Friday, February 15, 2008

TAMALE CITIZENS COMMEND HOSPITAL ADMINISTRATOR (PAGE 29)

Story: Zakaria Alhassan, Tamale

THE Concerned Citizens Association of Tamale (CCAT) has commended the new Director of Administration of the Tamale Teaching Hospital, Mr K.K. Boachie, for taking appropriate measures, since he assumed duty just a couple of weeks ago, to address some nagging problems affecting effective heath delivery service at the hospital.
According to the association, patients had often returned home from the hospital as a result of a lack of doctors to attend to their ailments, while some of those on admission sometimes did not even receive the necessary attention.
‘‘The call by the director of administration on medical doctors at the hospital to respect their contractual obligations is to say the least most welcome and commendable,’’ the associated stated.
In a statement signed by the President of the association, Mr Alhassan Basharu Daballi, noted that ‘‘an equally heart-warming and commendable action is the resolve of the new administration to deal decisively with doctors who refused to comply with the rules and regulations of the Ghana Health Service.
Last week, the hospital administration drew up a duty register for the month of February to guide the few doctors available at the hospital on their respective work schedules.
In a memorandum copied to the doctors concerned, the administrator reminded the doctors that ‘‘the hospital will also provide fuel allowances to the local doctors, and so the excuse by doctors that they have no vehicles will not be tolerated.
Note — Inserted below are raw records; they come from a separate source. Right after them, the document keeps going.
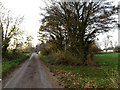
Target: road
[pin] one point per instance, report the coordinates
(33, 74)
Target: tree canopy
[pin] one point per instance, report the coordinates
(76, 24)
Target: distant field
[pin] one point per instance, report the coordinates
(107, 59)
(104, 76)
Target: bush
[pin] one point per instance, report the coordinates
(64, 58)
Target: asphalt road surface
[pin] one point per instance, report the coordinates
(32, 74)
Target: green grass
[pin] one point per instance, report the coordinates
(104, 75)
(9, 65)
(107, 59)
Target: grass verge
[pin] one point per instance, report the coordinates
(9, 65)
(105, 75)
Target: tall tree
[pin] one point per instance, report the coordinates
(10, 27)
(78, 23)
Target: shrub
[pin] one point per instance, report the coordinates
(64, 58)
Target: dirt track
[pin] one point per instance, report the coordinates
(33, 74)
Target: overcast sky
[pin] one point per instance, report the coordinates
(31, 12)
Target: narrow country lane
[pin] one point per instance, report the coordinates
(33, 74)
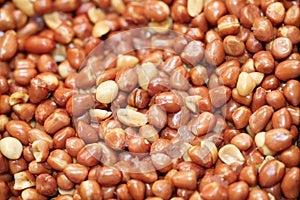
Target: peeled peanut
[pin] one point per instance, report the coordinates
(245, 84)
(11, 148)
(230, 155)
(130, 117)
(194, 7)
(107, 91)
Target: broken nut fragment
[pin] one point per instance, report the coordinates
(231, 155)
(130, 117)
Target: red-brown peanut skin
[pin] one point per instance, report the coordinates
(185, 179)
(76, 172)
(162, 189)
(278, 139)
(8, 45)
(257, 193)
(238, 190)
(290, 156)
(60, 137)
(214, 190)
(259, 119)
(46, 185)
(4, 192)
(137, 189)
(18, 129)
(282, 119)
(271, 173)
(291, 92)
(290, 183)
(108, 176)
(89, 155)
(288, 69)
(241, 116)
(204, 123)
(169, 101)
(59, 159)
(56, 121)
(90, 190)
(38, 44)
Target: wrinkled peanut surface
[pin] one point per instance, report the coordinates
(153, 99)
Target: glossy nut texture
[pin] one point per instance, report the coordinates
(154, 99)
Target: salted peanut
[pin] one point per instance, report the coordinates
(245, 84)
(130, 117)
(271, 173)
(90, 154)
(204, 155)
(146, 72)
(99, 114)
(95, 14)
(56, 121)
(59, 159)
(36, 134)
(11, 147)
(122, 192)
(257, 77)
(260, 118)
(46, 185)
(49, 79)
(118, 6)
(59, 54)
(214, 190)
(156, 11)
(100, 28)
(90, 189)
(52, 20)
(25, 111)
(23, 180)
(204, 123)
(291, 92)
(194, 7)
(162, 188)
(107, 91)
(76, 172)
(278, 139)
(191, 103)
(40, 150)
(116, 139)
(161, 162)
(257, 193)
(108, 176)
(231, 155)
(288, 69)
(8, 44)
(3, 121)
(25, 5)
(290, 156)
(240, 117)
(243, 141)
(185, 179)
(290, 183)
(137, 189)
(31, 193)
(126, 61)
(161, 27)
(36, 168)
(18, 97)
(249, 175)
(149, 132)
(260, 139)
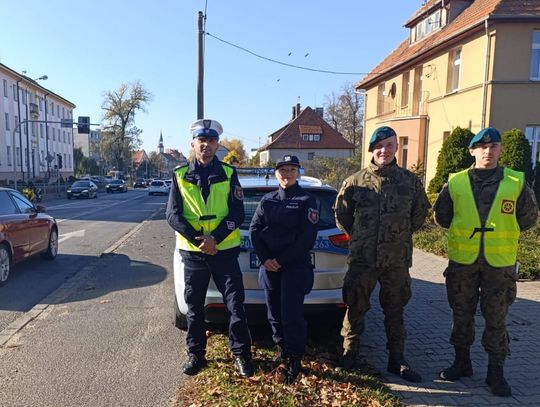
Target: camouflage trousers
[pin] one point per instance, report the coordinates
(495, 287)
(394, 294)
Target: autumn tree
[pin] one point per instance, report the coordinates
(236, 150)
(345, 113)
(120, 136)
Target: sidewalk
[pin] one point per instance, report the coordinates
(428, 322)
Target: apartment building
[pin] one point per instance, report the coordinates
(32, 135)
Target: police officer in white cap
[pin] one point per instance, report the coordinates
(205, 209)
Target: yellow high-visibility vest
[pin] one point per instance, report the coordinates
(205, 216)
(501, 231)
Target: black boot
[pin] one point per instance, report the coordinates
(495, 379)
(398, 365)
(292, 369)
(462, 366)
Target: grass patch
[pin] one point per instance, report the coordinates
(319, 384)
(432, 238)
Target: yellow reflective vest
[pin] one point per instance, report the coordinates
(501, 231)
(205, 216)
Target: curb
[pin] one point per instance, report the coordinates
(66, 288)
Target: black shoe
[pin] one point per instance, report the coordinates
(398, 365)
(279, 356)
(349, 360)
(495, 379)
(194, 364)
(292, 369)
(244, 366)
(462, 366)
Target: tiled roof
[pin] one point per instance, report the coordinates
(290, 135)
(473, 16)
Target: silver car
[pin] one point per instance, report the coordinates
(324, 304)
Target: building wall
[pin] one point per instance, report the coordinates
(33, 136)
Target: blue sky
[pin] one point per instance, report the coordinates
(88, 47)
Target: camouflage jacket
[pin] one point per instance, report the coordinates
(380, 208)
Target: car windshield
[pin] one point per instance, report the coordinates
(325, 201)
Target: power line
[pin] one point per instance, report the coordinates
(284, 63)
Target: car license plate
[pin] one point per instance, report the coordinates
(254, 262)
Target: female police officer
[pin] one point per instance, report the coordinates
(283, 231)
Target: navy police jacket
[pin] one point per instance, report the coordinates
(284, 226)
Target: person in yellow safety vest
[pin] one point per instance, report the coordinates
(484, 208)
(206, 209)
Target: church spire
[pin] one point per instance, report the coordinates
(160, 144)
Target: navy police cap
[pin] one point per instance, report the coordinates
(379, 134)
(484, 136)
(288, 160)
(206, 128)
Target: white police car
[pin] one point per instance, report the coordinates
(324, 304)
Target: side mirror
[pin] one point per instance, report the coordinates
(40, 208)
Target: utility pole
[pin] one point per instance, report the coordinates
(200, 82)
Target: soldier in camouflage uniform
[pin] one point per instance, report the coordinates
(380, 207)
(485, 208)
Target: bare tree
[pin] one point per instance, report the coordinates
(121, 136)
(345, 113)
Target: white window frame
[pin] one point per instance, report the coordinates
(535, 56)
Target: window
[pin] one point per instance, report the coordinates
(404, 145)
(405, 89)
(6, 204)
(533, 135)
(535, 56)
(454, 70)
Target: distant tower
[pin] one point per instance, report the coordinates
(160, 144)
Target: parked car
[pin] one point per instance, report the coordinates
(25, 230)
(116, 185)
(139, 183)
(158, 187)
(82, 189)
(324, 304)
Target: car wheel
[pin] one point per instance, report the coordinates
(180, 320)
(5, 264)
(52, 249)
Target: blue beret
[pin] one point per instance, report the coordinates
(288, 160)
(379, 134)
(206, 128)
(484, 136)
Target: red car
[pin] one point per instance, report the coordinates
(25, 230)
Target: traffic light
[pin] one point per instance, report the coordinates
(83, 125)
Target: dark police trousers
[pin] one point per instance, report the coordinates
(285, 290)
(228, 278)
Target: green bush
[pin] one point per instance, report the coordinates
(516, 152)
(453, 157)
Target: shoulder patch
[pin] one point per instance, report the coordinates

It is only the expatriate doctors we ought to provide with transport’’.
The association said with that initiative, a giant step had been taken to address one of the major difficulties patients went through at the hospital.
The president of the association said in the past, the issue of absentee or truant doctors had been blamed squarely on the management, who they claimed did not put in measures to ensure that doctors at the hospital undertook their professional duties with much concern, love and respect to their contractual obligations.
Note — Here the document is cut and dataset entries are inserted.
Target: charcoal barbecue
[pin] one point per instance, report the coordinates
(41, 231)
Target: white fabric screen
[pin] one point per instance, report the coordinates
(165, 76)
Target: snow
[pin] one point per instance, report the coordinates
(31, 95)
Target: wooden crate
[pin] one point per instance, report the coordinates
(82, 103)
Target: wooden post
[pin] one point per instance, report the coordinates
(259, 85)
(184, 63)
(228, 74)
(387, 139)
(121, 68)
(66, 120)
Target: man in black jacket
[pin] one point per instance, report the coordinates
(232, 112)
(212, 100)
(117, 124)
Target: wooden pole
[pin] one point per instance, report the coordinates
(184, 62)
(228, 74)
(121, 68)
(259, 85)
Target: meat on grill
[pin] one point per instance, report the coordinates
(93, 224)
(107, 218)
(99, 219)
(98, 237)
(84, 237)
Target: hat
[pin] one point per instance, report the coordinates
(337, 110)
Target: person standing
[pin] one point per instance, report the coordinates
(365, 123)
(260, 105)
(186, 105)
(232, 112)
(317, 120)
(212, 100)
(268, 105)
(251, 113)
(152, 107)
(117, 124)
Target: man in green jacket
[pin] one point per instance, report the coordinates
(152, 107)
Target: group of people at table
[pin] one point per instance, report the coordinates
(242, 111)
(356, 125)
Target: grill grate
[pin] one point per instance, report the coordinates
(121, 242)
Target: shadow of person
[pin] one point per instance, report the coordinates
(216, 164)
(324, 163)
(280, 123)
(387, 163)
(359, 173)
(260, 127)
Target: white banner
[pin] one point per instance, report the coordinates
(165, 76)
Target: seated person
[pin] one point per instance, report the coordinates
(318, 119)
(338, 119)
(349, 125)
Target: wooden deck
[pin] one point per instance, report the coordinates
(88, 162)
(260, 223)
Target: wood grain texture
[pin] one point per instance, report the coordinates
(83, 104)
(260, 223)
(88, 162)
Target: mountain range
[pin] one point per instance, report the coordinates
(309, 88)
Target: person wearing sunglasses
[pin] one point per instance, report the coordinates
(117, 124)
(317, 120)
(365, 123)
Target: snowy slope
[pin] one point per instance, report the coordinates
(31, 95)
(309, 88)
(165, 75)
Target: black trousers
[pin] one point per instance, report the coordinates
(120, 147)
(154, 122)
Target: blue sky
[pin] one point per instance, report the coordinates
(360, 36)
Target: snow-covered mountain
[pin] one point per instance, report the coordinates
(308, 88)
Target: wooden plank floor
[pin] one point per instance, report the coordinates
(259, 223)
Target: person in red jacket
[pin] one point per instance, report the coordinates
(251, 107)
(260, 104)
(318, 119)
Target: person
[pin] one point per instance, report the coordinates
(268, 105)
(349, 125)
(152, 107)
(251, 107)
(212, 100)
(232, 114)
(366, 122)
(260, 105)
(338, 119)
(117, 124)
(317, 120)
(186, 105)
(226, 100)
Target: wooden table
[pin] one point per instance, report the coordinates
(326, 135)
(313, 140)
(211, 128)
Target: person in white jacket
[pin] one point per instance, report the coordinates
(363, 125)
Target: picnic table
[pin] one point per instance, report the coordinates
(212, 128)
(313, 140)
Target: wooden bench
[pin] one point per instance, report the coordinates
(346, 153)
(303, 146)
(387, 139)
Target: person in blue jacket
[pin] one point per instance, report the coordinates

‘‘It is in the light of this development that we register our happiness and strong desire to support the cause of the new director of administration,’’ the statement added.
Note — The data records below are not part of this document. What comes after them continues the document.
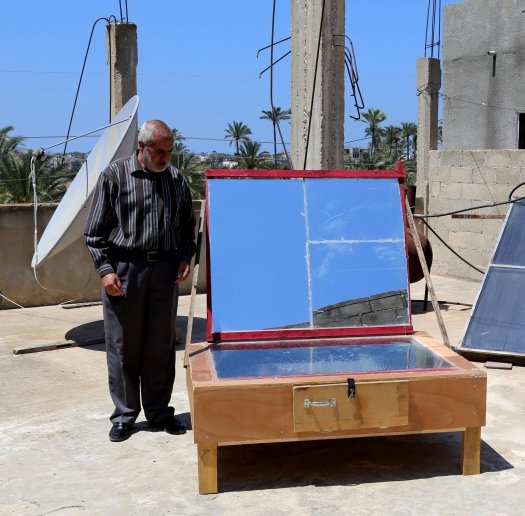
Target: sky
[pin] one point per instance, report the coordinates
(197, 66)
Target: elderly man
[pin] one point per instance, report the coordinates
(140, 234)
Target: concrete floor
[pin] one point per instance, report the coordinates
(56, 458)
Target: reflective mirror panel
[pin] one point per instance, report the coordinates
(306, 253)
(303, 358)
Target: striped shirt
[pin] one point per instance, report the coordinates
(136, 210)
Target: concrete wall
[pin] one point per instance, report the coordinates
(462, 179)
(481, 103)
(68, 275)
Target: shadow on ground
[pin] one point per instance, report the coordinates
(91, 335)
(347, 461)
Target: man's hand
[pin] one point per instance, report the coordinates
(183, 271)
(112, 285)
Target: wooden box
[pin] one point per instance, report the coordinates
(352, 365)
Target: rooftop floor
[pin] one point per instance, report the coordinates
(55, 455)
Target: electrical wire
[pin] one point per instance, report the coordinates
(450, 248)
(82, 75)
(321, 23)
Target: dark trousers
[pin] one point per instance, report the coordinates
(140, 344)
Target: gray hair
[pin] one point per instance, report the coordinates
(153, 130)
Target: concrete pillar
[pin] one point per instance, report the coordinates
(324, 147)
(121, 45)
(428, 82)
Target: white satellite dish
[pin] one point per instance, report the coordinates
(68, 221)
‘‘We would equally like to implore the administrator to extend these measures to cover nurses and other health personnel as some of them indulge in activities that are purely unprofessional, especially in the area of human relations,’’ the association said.
Apart from the inadequate number of doctors and other health personnel, facilities and structures at the hospital, which were constructed more than 30 years ago, have also deteriorated over the years.
A lot has been said and written about this deplorable state of the hospital, but very little has been done to improve on the situation.
The present condition of the hospital must, therefore, be of grave concern to all well-meaning Ghanaians, particularly those from the north as equipment and facilities at the only referral hospital in the entire three northern regions and beyond have received only little attention.
Elevating the hospital to a teaching hospital is only limited in name as facilities and the needed human resource are not commensurate with it or are anywhere near either of the nation’s existing teaching hospitals such as the Korle-Bu Teaching Hospital in Accra and Komfo Anokye Teaching Hospital in Kumasi.